By Curt Yeomans
Yerina Vazquez has a hard time picturing how Ruby Bridges felt in a New Orleans classroom in the 1960s.
Bridges was six when she started school at the William Frantz School in 1960. She was also a trailblazer, one of the first black students in the country to attend a desegregated public school. Bridges had to walk past angry people who did not think a black girl belonged in a school with white children. Some classmates did not like Bridges, because her skin was a different color.
Vazquez, a fourth-grader at Huie Elementary School, looks at her classmates and sees a different environment from the one Bridges saw 48 years ago.
"Everything is going fine now," Vazquez said. "Now, people from different backgrounds come together at school ... Everyone is getting along with each other. It's a lot better than the way things were back in the 1960s, when Ruby Bridges went to school."
The classes at Huie Elementary made "floats" out of audio-visual carts this month to highlight black pioneers. The annual program is designed to honor Black History Month, and has been going on at the school for the last 18 years. Some of the "floats" were brought out for the school's Parent-Teacher Association meeting on Tuesday night.
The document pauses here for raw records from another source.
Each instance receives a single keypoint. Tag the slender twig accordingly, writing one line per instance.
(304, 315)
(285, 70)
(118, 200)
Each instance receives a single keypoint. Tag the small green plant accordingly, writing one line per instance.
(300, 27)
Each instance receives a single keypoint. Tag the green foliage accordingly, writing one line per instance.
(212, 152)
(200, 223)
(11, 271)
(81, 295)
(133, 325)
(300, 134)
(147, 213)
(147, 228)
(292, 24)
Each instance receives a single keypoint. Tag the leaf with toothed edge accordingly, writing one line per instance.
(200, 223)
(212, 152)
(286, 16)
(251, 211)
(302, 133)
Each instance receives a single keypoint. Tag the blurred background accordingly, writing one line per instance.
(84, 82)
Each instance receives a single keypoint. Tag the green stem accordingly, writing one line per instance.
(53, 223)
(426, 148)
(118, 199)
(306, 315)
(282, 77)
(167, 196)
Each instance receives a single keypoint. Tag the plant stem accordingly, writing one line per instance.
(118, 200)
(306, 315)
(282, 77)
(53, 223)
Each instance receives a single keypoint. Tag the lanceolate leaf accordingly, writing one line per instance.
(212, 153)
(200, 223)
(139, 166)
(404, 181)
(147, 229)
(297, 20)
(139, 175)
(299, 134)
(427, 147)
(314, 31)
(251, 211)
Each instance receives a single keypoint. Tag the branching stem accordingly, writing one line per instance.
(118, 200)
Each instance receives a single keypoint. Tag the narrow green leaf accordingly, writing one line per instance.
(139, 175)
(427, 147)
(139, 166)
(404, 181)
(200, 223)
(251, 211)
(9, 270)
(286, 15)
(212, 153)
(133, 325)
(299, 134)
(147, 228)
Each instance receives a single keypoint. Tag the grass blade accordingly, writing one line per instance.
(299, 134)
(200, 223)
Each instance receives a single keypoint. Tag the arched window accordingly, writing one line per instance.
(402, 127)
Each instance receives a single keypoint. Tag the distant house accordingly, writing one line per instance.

The floats celebrated a wide range of black people, from Oprah Winfrey to Harriet Tubman, to Martin Luther King, Jr., to Arthur Ashe, to Bill Cosby and Tyler Perry.
Songs, and a musical skit about Motown and the Civil Rights Movement, were also performed at the meeting to round out the program. Several students at Huie said they enjoyed working on the floats because it gave them a chance to gain some historical perspective on how events and people in today's society "got their opportunity from people who lived in the past."
"It's a part of my history," said Crystal Collins, a fourth-grader and one of Vazquez's classmates. "I get to learn about black people who stood up and made a difference," she continued.
"It's important to learn about them, because they show you how to be nice," said Emily Gomez, a first-grader whose class studied Mary Bethune-Cookman.
Curcelia Collins, an assistant principal at the school, said the annual program allows students to reach into history and find issues which resonate with the pupils. In some cases, teachers had their students study someone who would force the youngsters to step outside their comfort zones.
Joel Richards, a fifth-grade teacher at the school, had his students study Louis Armstrong in order to expose them to jazz.
"He was a good role model for kids, because he was an ambassador by going all over the world with his trumpet," Richards said.
Kindergartners ,Tolu Ayantunji and Mauricio Cruz, said their class studied Major League Baseball (MLB) pioneer Jackie Robinson. Ayantunji talked about how many people did not think Robinson would be a good baseball player because of his skin color. When he was asked who won in the end, after Robinson's Rookie of Year and Player of the Year honors in his first two seasons, Ayantunji exclaimed "the Dodgers!"
Cruz said he and his classmates learned a valuable lesson about life from studying Robinson's career, and how the baseball legend ignored his critics.
"It tells me he didn't give up, and I shouldn't, either," Cruz said.